By Shaheen Pasha, CNNMoney.com staff writer
March 31, 2006: 2:24 PM EST
NEW YORK (CNNMoney.com) – For Enron founder Kenneth Lay and former chief executive Jeffrey Skilling, the man in the mirror may prove to be their best bet for an acquittal.
After a solid presentation of the prosecution’s case — ripe with juicy testimony from former top executives accusing Lay and Skilling of knowingly misleading investors about the true financial health of the company — the defense will present their side of the story to jurors starting Monday.
But so far the defense team, led by Lay’s attorney Michael Ramsey and Skilling’s attorney Daniel Petrocelli, is having a tough time pinning down any former Enron executives to speak on the behalf of the defendants.
That leaves Lay and Skilling to fend for themselves, bolstered only by a handful of character witnesses, relatively low-level former Enron employees and so-called “expert” witnesses. And legal experts expect it to be an uphill battle for the defense to convince jurors that they are not only innocent of the crimes they’ve been accused of but that there was no actually crime committed at Enron, with the exception of a few shady dealings by former financial chief Andrew Fastow and his minions.
Shifting the focus
“Typically when the defendant takes the stand in a criminal case, it changes the dynamics of the case substantially,” said Sheldon Zenner, head of the white collar practice at Katten Muchin Rosenman, a Chicago-based law firm. “It shifts the focus for the jurors from evaluating if the government put their case beyond a reasonable doubt to whether the defendants are believable.”
And that’s where it gets tricky for Lay and Skilling.
Legal experts said defense attorneys very rarely let their clients take the stand because it opens the door for a vicious cross-examination by the prosecution. And the stakes get higher to make sure that the client comes off as not only credible but also likeable.
Jacob Zamansky, principle of Zamansky & Associates, a New York-based law firm that represents investors, said all eyes will be on Skilling’s demeanor when he takes the stand the week of April 10.
“Skilling is known to be a volatile guy with a temper and if he comes off as trying to be smarter than or better than everyone else, that could really alienate the jury,” Zamansky said. “Humility is the key when taking the stand.”
While Lay, who is generally considered to be more affable, may be a better bet on the stand, particularly under tough cross examination, Zamansky said he will face some tough questions regarding the bullish outlook he gave investors and employees in the last few months before Enron imploded into bankruptcy in December 2001.
“The defense has got some real trouble if they’re relying on the defendants testimony” to win their case, said Jim Parkman, an attorney in association with the Cochran Firm, who successfully defended HealthSouth (Research)’s former CEO Richard Scrushy in a similar fraud case. “For each little item that hurt them in the government’s case, they need to produce witnesses to interject some evidence to show the other side. If they can’t do that at all, they’re in real, real trouble.”
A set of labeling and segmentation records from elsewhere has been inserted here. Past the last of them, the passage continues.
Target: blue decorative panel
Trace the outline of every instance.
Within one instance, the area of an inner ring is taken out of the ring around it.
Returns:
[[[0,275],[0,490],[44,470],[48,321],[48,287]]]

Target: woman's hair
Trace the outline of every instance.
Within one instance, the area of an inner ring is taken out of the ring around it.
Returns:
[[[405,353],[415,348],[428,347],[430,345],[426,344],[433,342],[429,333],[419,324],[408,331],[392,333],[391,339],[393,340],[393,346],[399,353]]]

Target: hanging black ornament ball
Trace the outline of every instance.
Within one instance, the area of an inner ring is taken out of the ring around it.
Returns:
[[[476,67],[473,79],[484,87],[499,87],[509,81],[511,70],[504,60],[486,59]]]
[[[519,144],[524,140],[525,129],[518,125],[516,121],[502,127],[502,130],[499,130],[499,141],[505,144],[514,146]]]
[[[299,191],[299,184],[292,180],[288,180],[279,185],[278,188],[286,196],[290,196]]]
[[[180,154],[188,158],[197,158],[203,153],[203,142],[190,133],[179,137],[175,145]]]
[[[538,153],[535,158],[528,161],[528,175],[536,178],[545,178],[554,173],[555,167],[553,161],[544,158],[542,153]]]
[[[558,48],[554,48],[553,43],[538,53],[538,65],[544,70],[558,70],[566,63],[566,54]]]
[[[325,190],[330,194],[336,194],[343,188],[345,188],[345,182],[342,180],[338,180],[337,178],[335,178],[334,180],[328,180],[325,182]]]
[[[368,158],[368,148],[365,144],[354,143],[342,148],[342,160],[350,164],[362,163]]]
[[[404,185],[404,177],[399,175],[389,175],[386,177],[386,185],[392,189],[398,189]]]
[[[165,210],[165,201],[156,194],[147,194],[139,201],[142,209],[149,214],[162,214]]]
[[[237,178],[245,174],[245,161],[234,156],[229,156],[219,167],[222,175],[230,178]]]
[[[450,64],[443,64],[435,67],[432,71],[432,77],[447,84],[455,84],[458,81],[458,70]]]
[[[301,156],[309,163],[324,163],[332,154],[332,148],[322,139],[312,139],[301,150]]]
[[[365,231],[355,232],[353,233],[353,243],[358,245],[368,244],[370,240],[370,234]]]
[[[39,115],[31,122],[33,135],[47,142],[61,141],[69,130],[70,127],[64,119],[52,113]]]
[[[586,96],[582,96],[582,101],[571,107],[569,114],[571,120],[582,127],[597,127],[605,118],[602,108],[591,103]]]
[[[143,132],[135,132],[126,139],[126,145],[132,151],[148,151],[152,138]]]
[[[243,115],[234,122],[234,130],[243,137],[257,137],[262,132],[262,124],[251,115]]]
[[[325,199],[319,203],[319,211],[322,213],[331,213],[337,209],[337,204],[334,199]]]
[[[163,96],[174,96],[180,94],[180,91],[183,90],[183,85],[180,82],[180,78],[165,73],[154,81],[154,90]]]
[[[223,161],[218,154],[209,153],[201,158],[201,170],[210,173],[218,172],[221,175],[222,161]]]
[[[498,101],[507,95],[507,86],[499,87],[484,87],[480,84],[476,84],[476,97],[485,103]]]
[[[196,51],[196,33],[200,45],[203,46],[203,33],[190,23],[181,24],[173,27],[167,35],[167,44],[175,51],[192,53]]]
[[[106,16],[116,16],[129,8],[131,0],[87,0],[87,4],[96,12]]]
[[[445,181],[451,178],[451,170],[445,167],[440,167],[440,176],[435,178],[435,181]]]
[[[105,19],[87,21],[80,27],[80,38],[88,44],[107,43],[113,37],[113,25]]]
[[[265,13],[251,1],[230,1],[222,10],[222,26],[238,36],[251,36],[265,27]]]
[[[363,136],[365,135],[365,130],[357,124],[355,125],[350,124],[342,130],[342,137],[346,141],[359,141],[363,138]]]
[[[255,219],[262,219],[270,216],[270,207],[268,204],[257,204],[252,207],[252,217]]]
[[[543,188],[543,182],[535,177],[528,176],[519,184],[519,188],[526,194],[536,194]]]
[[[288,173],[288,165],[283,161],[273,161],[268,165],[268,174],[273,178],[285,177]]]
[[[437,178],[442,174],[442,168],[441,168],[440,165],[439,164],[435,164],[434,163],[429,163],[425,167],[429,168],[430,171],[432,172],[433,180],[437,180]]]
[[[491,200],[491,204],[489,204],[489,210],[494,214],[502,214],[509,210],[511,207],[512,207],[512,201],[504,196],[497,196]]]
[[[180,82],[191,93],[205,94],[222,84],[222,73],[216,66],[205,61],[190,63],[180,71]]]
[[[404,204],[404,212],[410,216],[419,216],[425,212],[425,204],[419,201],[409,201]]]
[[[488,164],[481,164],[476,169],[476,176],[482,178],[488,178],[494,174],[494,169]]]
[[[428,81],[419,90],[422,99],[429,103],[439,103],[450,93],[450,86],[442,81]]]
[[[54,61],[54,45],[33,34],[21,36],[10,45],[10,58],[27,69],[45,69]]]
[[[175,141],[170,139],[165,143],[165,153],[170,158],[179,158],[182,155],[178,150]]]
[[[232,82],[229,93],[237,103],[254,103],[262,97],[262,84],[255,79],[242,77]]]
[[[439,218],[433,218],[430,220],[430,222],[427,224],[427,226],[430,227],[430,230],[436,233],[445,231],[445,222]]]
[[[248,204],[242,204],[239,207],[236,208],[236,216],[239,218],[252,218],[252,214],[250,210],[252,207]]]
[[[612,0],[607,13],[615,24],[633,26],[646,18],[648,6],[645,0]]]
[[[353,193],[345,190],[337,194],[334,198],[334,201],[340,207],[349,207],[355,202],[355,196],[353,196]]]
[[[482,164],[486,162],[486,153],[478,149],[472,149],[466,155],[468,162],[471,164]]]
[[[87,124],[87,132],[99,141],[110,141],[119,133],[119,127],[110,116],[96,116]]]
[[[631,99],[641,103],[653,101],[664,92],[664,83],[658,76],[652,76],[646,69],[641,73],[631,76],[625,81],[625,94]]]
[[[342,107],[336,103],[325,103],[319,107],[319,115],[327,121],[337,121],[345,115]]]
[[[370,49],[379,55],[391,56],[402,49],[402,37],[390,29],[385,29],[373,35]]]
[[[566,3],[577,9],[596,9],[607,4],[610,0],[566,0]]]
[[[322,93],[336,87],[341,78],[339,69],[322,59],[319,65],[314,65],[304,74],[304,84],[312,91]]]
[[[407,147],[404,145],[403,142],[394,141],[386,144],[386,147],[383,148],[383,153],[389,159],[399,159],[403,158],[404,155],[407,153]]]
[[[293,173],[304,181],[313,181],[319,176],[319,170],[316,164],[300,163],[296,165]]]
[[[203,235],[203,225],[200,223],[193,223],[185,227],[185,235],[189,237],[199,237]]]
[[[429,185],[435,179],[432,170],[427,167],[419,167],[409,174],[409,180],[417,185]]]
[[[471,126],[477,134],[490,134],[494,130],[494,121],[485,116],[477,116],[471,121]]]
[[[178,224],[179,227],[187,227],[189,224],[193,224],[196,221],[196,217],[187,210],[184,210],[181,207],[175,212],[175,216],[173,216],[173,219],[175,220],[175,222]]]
The defense team presented presiding Judge Sim Lake with a potential witness list Tuesday that encompassed over 100 individuals, including several former high-ranking Enron employees who have not been charged with crimes. However, most of those witnesses are expected to invoke their Fifth Amendment right against self-incrimination. And that’s hardly a confidence-building move for the defense.
The defendants will make or break the case
Zenner said Lay and Skilling will ultimately make or break their own case, depending on how persuasive they can be for jurors.
“They have a lot of explaining to do and that will be the significant challenge,” he said.
“They don’t just have to change the jurors perception about one incident. This indictment involves a wide range of conduct and they’re going to have to explain it all.”
Legal experts expect Lay and Skilling to testify that the accounting transactions at the heart of the case were complex and were put into place only after outside lawyers and accountants signed off on their suitability. That’s an argument that could sway a jury if Lay and Skilling convincingly show that they thought what they were doing was legal. But it is a hard sell.
“Relying on lawyers isn’t a legal defense if it can be established that the person knew they were engaging in illegal or fraudulent activity,” Zamansky said. “If the whole purpose is to mislead investors, that’s evidence, not a defense.”
But legal experts say the defense’s case does have some hope, particularly in the lack of documentary evidence supporting the testimony of the government’s witnesses that Lay and Skilling directed their employees to break the law.
Aside from a copy of the now infamous Global Galactic list, which Fastow presented as evidence of his side dealings with Skilling and which the defense has suggested were fabricated, witnesses admitted on the stand that there was no paper trail implicating either defendant.
Still all bets are on Lay and Skilling own words.
“Everything now becomes whether jurors believe in them or not,” Zamansky said. “No one can help them but themselves.”